FOM: Re: Standards of mathematical rigour (and paradigms of Thomas Kuhn)

Charles Silver csilver at sophia.smith.edu
Sun Oct 25 09:50:26 EST 1998

On Sun, 25 Oct 1998, Vladimir Sazonov wrote:

> This is reply to a posting of Charles Silver from 20 Oct 1998.

> Thank you very much for recalling me the ideas of Thomas Kuhn on
> Structure of Scientific Revolutions.

You're welcome.  I thought you might have been alluding to them
earlier.

> It seems that at present practically everybody agreed with the
> framework based on set theory so that no problems with the
> rigour arise in everyday mathematical practice.  Those who
> knows formal rules of predicate calculus may have somewhat
> different, detailed standards. But this is a paradise only for
> those who do not try to look outside this framework or who is
> irrelevant to length of (imaginary?) proofs and to uncontrolled
> using implicit abbreviating mechanisms in the proofs.

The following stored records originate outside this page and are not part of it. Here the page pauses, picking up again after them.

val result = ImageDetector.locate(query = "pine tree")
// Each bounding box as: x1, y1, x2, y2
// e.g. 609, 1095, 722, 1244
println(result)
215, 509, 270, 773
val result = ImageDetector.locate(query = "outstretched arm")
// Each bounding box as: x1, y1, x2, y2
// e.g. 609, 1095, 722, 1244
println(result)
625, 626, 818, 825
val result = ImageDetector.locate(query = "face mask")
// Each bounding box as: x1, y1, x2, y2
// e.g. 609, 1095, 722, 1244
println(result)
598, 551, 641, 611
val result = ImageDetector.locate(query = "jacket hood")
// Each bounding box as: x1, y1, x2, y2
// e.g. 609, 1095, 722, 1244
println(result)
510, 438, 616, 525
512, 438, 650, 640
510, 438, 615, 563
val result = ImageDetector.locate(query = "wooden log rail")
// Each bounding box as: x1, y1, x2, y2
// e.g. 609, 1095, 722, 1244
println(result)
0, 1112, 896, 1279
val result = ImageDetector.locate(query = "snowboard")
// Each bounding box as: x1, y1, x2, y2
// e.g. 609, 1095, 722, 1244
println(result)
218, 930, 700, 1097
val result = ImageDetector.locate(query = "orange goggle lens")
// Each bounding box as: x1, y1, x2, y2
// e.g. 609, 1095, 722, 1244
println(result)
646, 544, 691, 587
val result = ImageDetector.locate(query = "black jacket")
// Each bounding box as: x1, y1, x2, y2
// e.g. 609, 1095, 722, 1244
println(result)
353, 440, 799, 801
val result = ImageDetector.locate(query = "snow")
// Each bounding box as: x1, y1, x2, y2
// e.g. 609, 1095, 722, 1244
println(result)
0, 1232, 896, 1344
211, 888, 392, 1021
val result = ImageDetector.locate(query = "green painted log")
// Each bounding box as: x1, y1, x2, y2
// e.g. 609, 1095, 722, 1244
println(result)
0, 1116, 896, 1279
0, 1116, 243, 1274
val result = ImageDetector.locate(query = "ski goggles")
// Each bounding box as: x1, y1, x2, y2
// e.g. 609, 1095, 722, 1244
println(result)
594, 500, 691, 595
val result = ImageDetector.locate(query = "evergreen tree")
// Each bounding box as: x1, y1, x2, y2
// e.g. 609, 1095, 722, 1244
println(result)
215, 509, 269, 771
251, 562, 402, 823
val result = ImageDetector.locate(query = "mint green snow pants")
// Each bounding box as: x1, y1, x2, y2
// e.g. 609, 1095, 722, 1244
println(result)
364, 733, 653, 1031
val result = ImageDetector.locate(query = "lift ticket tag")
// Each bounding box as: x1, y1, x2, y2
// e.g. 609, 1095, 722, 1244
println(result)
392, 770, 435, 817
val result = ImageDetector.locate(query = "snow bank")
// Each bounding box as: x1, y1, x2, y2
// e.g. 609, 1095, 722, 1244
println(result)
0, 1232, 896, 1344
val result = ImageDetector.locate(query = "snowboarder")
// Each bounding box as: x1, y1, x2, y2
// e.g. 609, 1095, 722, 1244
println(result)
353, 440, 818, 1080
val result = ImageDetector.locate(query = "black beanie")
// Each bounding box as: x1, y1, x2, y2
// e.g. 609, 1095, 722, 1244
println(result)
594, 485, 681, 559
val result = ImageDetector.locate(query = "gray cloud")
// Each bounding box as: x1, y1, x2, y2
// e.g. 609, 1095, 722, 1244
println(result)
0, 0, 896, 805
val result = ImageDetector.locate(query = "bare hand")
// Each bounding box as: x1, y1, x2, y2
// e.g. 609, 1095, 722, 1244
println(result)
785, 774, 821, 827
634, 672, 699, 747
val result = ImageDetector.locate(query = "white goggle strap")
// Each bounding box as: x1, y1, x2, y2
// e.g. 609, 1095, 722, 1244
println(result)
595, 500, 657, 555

I find your finitistic viewpoint very interesting, but there are a
couple of things I don't understand.  You seem to accept first-order
logic, which I think indicates that you accept the relation of logical
consequence in first-order logic.  Normally, this relation is defined
set-theoretically, and I believe--please correct me if I am wrong--that to
define logical consequence requires the existence of an infinite set. (If
logical consequence is to be defined some other way, I think you will
still need an infinite bunch of things.)  In fact, I think it is also the
case--again, please correct me if I am wrong--that you'll need to say
something about *all subsets* of an infinite set.  I am not claiming in
this latter case that you will strictly need a *transfinite* set, but I
believe you will still need to give an account of *all subsets* of an
infinite set (which may be difficult without postulating a transfinite
set).

In short, I can't see how you can speak intelligibly of
first-order logic within a finitistic framework.  Could you please explain
how you avoid the problems I've raised?  If I'm mistaken in supposing that
an infinite set is required, could you please explain where I went wrong?